Our study has several limitations. First, the data presented focus exclusively on registered trials. Similarly, phase 1 trials may be underrepresented. Second, there is a significant amount of missing or unsubmitted data for certain data fields, which limits the completeness of the analyses and thus the interpretability of the results presented. Third, given the rush to conduct more research, there may be trials underway that had not yet been registered, an important issue given the common nature of retrospective registration. Fourthly, the quality of the available records was largely poor, with inconsistencies and errors throughout. We think that most of the issues have been resolved, though we cannot be certain that nothing was missed.

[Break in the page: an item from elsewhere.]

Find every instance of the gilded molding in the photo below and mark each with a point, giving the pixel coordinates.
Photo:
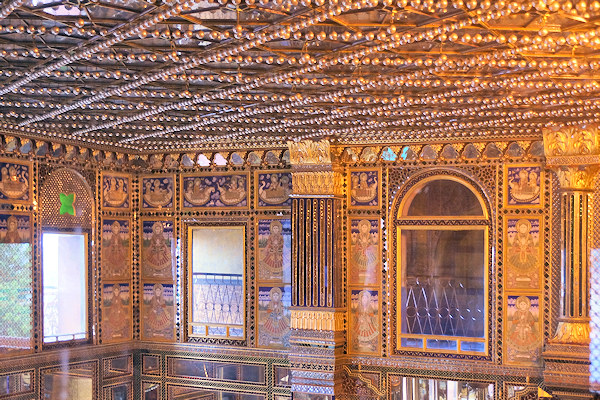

With the hundreds of trials enrolling thousands of people currently underway, a more efficient and useful approach would be for research bodies such as the WHO, NIH, Inserm, etc. to create a coordinated research response to face the pandemic. The European Medicines Agency has called for similar efforts. We understand that there are political, ethical, administrative, contractual, regulatory, logistic, economic, and societal factors that may hinder research, though these difficulties should be overcome in times of global crisis. Persisting on the path of isolated investigation will likely only lead to futile trials and more death on a global scale. Given the large numbers of people with COVID-19, and given the recent push for more real-world evidence, we consider there to be an urgent need for a global high-quality COVID-19 patient registry, which could be used to detect large beneficial effects and provide relevant evidence for health-care decision making.
Initiatives such as the WHO R&D Blueprint aim to tackle the challenge of generating new evidence during disease outbreaks. We believe that clinical research must be integrated as an essential element of coordinated international response to epidemics. As those are exceptionally difficult contexts for clinical research, tools such as adaptive protocols that could feasibly be integrated into clinical practice, as well as global research networks and platforms, may be of great help to produce informative research. Due to unpredictable features of new outbreaks, continued enrolment throughout different locations should be advocated, allowing to achieve sufficient participants and combine research efforts.